Many experienced Kickstarter backers will share the same sage advice. They will always tell you that it’s easiest to back the game, forget about it, and then be happily surprised when it shows up on your doorstep umpteen months later. Let me tell you though, this is easier said than done.
Con- Sometimes you get a Dud
Sadly it is fairly easy to be fooled. Most creators go to great lengths to make their game look as good as possibly. They hire the best artists. They create amazing sculpts for their minis. It can be hard to try and see past all the flashing lights and really dissect what’s underneath it all. Very rarely are the rules for a game completely finished by the time the campaign ends. This ultimately makes it hard to know exactly what you’ll be receiving.
Not every game you back will live up to your expectations. For every game you come to love, there will be one that you find highly disappointing. If you’re lucky these disappointments will be the cheap games you backed. Backing any game is a gamble. Only with time will you get better at recognizing risks and finding creators you can trust.
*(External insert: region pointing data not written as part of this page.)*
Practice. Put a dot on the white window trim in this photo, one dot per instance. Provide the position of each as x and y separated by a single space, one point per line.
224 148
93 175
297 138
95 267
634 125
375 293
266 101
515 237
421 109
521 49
Ultimately no one but you can determine if Kickstarter is the right rabbit hole for you. But luckily there is a alternative. Some FLGS’s participate by backing at a retailer level to get multiple copies of games to later sell in store. Game Grid happens to be one of these stores. There are 4 main advantages to taking this route. One, normally you get to see the game reviewed at least once or twice more in its final state before making any final decision. Two, most of the time you only pay the original pledge price and save yourself the $15-$20 you would have had to pay for shipping. Third, you aren’t tying up your money a year in advance. And lastly, you are supporting your favorite local game store, allowing them to continue to do cool stuff like back more games in the future.